Boston Bombers Also Killing Newpapers
The events at the Boston Marathon were tragic for so many, with death, dismemberment, and of course a certain loss of innocence for many as well. What appears to be an act of two rather twisted brothers has caused so much pain and harm to people and a community. It also prompted one of the most intense police man hunts on record, and perhaps one that had another victim: Newspapers.
What happened in Boston is perhaps the best indication of changes in the way people get information. No longer as we bound to wait for the 6 O’clock news or the morning paper, we get our information instantly, on the spot, as it happens. People were listening to the police scanners, they were glued to twitter, to facebook, and every other social media site around. CNN and other online news stations were running near constant updates, and local TV news in Boston pretty much went around the clock with full on coverage, wall to wall, often streaming online making it available to everyone.
Newspaper? Day late and a dollar short. Breaking news happened so fast that front pages of the Morning papers were pretty much out of date before anyone even opened then. The developments came think and fast, and most importantly, the public’s hunger for that information was key.
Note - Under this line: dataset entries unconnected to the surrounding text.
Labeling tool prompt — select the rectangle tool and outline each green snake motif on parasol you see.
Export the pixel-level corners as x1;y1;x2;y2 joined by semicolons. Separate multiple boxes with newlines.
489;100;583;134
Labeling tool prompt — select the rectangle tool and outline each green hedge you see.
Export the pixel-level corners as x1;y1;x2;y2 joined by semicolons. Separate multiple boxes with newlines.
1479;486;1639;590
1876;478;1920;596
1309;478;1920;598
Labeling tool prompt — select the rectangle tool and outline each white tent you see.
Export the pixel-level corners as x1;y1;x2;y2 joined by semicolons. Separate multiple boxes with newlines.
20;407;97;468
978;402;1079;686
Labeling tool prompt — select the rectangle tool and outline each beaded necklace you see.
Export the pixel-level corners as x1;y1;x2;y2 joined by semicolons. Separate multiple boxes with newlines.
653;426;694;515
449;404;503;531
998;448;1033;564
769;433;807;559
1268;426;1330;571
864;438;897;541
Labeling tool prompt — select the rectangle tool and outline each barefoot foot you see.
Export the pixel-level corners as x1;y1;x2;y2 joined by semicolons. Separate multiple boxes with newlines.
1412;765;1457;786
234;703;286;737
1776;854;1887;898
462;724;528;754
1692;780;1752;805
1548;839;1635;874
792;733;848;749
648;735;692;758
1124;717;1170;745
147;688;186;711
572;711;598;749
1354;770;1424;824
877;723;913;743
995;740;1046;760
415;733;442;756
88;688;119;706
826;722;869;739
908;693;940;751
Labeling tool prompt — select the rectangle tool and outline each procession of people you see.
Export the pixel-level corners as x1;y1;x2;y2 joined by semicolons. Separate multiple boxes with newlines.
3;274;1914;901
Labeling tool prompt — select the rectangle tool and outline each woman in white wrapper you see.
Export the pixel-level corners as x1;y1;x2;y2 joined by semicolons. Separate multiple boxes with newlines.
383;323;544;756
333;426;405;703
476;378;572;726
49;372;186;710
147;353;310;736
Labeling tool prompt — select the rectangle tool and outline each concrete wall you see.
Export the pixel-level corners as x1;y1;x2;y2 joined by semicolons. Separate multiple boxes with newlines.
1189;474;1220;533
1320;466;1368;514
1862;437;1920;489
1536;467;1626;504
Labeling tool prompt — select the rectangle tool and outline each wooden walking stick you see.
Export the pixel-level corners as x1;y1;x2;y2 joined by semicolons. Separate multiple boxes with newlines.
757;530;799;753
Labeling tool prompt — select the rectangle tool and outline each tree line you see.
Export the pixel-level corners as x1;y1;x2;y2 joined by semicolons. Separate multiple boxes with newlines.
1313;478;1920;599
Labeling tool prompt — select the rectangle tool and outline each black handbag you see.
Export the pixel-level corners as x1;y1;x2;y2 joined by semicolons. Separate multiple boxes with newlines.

Was their confusion? Oh yeah, plenty of it. Rumors were treated as facts, facts as rumors, and even CNN apparently blew it on more than one occasion covering this story (I saw one of the anchors actually apologizing in a tweet, go figure!). There was a tidal wave of information, opinion, police statements, corrections, and down right false crap flowing at us like a fire hose.
… and we loved it.
The real proof in all of this is that the suspects were tracked down basically because of private security tape, videos people had taken, pictures snapped on cell phones, and the like. Police got tons of help and quickly two suspects were singled out. Events happening to the conclusion of the manhunt was a matter of days, not months. The world for a short while at least spun at internet speed.
Newspapers? They were left to print the out of date “stories of record” on the event, to be at best the historians of the situation. I makes me think of what Time and Newsweek use to be for so many, the “follow up” source for background and detail you didn’t get in other media. At the time, that other media included TV news and Newspapers. Newsweek stopped publishing last year, and Time is a thin slice of it’s former print self. Newspapers are getting thinner by the day, and are fighting with Time for the table scraps of stories, no longer being a source of breaking news or “EXTRA EXTRA!”. These days they are the day late and a dollar short on almost everything.
The 2013 Boston attack will go down in history for a lot of things, and while it may only be a signpost on the highway to oblivion for newspapers, it was a day many of us stopped caring so much.